Supreme Court nominee Sonia Sotomayor is a member of La Raza. That membership and her own statements have led to many challenges to her suitability for the High Court. Critics of the organization and its goals have frequently been labeled as racists, but that didn’t stop former Rep. Tom Tancredo (R.-Colo.) from calling La Raza a leftist radical group “a Latino KKK without the hoods or the nooses.”
La Raza, founded in 1968 by Raul Yzaguirre, takes its name from “La Raza Cosmica,” a phrase coined by Mexican scholar Jose Vasconcelos. The English translation, and the first definition found in Spanish/English dictionaries, for “la raza” is “the race.” Contrary to La Raza’s contention that the phrase means “the people,” or “the community,” the Spanish for those phrases are “la gente,” and “la comunidad.”

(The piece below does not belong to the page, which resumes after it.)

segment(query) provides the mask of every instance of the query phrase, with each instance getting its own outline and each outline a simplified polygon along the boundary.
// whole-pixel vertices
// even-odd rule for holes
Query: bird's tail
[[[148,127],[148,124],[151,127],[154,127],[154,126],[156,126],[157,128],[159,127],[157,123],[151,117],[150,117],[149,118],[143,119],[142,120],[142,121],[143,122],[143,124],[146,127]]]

In 2005, La Raza received $15.2 million in federal grant money for charter schools and get-out-the-vote campaigns and in 2006 got another $4 million in congressional earmarks for housing reform. The organization’s financial statements for 2008 show that it received another $5.1 million in federal grants, and holds assets worth $97.4 million. La Raza has received more than $30 million from the federal government since 1996.

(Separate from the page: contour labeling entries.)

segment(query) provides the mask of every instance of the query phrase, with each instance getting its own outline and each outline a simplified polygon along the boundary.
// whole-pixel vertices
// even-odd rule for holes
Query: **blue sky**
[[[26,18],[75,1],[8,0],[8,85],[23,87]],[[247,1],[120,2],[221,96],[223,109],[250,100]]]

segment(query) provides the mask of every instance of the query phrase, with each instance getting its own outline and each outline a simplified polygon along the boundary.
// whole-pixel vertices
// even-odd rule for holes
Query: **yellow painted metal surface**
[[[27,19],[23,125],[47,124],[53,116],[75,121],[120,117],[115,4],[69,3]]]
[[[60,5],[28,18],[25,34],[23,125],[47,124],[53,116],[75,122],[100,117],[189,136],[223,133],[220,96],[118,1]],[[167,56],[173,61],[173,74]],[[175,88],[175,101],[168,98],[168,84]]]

The Council of La Raza arranged to have its voice included in congressional hearings by House and Senate leaders and garnered an extra $4 million in federal tax funds earmarked by an anonymous senator in 2007 while continuing to lobby for open borders, driver’s licenses for illegals, and amnesty leading to citizenship for all illegal immigrants in the country.

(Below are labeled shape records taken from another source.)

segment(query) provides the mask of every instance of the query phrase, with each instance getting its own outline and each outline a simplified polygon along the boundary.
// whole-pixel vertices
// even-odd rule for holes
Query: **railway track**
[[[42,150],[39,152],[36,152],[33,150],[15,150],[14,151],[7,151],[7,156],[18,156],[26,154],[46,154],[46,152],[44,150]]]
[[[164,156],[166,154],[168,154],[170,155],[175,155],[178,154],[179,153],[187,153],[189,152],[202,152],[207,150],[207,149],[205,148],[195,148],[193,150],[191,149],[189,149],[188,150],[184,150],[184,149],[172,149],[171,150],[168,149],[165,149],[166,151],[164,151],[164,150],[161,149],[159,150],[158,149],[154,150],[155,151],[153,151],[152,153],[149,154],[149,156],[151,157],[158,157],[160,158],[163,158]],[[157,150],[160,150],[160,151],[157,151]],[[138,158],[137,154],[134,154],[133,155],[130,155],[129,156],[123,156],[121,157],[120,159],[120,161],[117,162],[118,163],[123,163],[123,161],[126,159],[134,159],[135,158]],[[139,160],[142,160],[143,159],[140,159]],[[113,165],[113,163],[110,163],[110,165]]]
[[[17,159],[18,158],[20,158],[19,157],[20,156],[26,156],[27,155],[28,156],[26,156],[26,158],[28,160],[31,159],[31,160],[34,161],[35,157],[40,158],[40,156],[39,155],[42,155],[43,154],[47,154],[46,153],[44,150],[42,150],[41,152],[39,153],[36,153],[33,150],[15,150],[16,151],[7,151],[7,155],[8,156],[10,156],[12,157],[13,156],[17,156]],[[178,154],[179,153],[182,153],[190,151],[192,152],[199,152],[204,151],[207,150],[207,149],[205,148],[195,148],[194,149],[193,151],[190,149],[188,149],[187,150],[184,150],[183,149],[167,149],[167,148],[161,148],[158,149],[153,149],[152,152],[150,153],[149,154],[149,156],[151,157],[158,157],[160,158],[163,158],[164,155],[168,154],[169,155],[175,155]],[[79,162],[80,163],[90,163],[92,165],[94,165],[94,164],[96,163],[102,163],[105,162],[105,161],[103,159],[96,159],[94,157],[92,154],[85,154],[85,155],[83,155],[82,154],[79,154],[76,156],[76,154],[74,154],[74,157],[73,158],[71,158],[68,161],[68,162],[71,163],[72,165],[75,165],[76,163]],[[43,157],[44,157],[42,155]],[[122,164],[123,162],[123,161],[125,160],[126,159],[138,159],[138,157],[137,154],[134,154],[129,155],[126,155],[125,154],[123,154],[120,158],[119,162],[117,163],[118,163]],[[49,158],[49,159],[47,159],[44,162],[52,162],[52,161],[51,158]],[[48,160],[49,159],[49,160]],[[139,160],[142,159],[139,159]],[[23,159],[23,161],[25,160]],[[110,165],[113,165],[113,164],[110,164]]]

Many of Mexico’s leading politicians encourage the takeover of sovereign U.S. property, and La Raza encourages those statements, while offering advice about avoiding the terms “illegals” and “amnesty.” Former Mexican President Felipe Calderon told Mexicans in a state of the nation address that “Where there is a Mexican, there is Mexico.” In 1995, President Ernesto Zedillo told a group of U.S. citizens of Hispanic descent in Dallas that “You are Mexicans, Mexicans who live North of the border,” suggesting they owed a higher allegiance to Mexico than the United States. Zedillo brought a 1997 La Raza gathering in Chicago to its feet in applause when he said that the Mexican nation extends beyond the territory enclosed by its borders. All those statements accord with the accusations of the colonialism that the U.S. is constantly accused of pursuing by its enemies.